The base issue for the Wizards isn’t too tough to figure out — they have scored the fewest points in the league, and only Sacramento (more about them soon) has as big of a negative margin between points scored and points allowed. Their leading scorer, Jordan Crawford, is averaging just 12.2 points per game. Rookie Bradley Beal is second at 11.7. Neither is particularly efficient. In fact, no one on the team has been. Some relief is in sight soon — Nene could return from injury this week, and John Wall won’t be too far behind him. Wall, in particular, will help run things on the floor. He’s not a miracle worker, though, and there just isn’t a whole lot to work with.

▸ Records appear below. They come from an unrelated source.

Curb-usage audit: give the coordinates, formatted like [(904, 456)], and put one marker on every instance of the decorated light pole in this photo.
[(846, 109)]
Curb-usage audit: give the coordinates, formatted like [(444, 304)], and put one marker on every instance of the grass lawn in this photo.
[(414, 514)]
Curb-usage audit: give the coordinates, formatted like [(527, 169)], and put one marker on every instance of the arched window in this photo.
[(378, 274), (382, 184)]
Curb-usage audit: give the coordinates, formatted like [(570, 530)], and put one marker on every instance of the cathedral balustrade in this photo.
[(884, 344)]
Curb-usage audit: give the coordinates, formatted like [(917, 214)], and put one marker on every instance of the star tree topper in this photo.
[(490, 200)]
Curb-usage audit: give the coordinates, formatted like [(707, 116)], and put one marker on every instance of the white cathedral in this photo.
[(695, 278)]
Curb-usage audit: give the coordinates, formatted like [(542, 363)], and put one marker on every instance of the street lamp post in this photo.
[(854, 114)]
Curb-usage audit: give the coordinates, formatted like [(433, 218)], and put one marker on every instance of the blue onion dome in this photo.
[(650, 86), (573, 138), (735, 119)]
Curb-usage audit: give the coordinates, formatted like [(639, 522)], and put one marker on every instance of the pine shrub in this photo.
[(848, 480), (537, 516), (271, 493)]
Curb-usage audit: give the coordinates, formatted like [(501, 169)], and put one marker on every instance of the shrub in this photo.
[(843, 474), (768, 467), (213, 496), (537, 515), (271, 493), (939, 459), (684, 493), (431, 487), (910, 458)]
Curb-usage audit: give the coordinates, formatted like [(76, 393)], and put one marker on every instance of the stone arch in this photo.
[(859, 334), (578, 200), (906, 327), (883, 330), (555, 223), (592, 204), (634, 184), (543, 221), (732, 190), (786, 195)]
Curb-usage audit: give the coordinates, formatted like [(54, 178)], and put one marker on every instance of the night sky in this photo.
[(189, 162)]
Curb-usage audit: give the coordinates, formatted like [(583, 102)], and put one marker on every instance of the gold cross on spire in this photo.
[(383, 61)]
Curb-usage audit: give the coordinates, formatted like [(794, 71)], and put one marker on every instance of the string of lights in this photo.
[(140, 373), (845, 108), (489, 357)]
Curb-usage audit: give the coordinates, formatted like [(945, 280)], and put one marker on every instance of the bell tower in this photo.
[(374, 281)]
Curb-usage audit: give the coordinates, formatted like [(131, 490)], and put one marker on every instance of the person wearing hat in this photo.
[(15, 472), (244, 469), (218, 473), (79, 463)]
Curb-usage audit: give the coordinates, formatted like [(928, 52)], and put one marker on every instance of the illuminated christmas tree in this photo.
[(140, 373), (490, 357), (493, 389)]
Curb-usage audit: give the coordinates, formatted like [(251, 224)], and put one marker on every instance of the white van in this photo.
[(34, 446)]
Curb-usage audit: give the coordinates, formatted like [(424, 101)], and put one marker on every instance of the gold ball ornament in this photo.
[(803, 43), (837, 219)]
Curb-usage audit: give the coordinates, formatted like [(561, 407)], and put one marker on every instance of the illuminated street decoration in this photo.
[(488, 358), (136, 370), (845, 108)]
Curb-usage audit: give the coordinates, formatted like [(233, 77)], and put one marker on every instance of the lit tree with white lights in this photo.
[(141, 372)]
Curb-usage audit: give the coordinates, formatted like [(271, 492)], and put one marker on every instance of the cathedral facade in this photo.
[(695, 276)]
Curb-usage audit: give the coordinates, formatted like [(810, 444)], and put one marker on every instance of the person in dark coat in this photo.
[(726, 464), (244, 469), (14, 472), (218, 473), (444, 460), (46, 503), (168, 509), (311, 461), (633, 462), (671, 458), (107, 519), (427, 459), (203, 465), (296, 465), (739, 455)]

Perhaps the toughest thing the Wizards have to overcome is the total incompetence of coach Randy Wittman. Sure, he doesn’t have much to work with, but he’s making a total mess of it. He rotates players like a hockey coach, and he doesn’t let any given lineup play together long enough to build any chemistry. He has taken a team with little confidence to begin with and has managed to destroy what confidence was there. With Wittman at the helm the Wizards will be tough to beat in the race to the bottom.
If anyone can beat the Wizards, though, it’s the Kings. They sit at 2-8, and at 1-8-1 ATS they are even worse than the public thinks they are. The clearest sign of just how bad things are is that the Kings have already had at least one players-only meeting — and there is a rumor that there have been two. Players-only meetings are never good, and they should never be necessary this early in a season.
The team is shooting terribly — below 30 percent from three-point range through 10 games. The only category that the team leads the league in is suspensions — DeMarcus Cousins and Thomas Robinson have both missed time for a lack of discipline already in this young season. That kind of on-court circus is the problem of the head coach, and in Keith Smart the Kings have one as bad as Wittman. He runs a very deep bench, but he seems to do it almost randomly. He has four pretty talented point guards on the roster, but he has been totally hopeless managing them. Smart has transformed Tyreke Evans from a thrilling talent to a wasted shell of a player.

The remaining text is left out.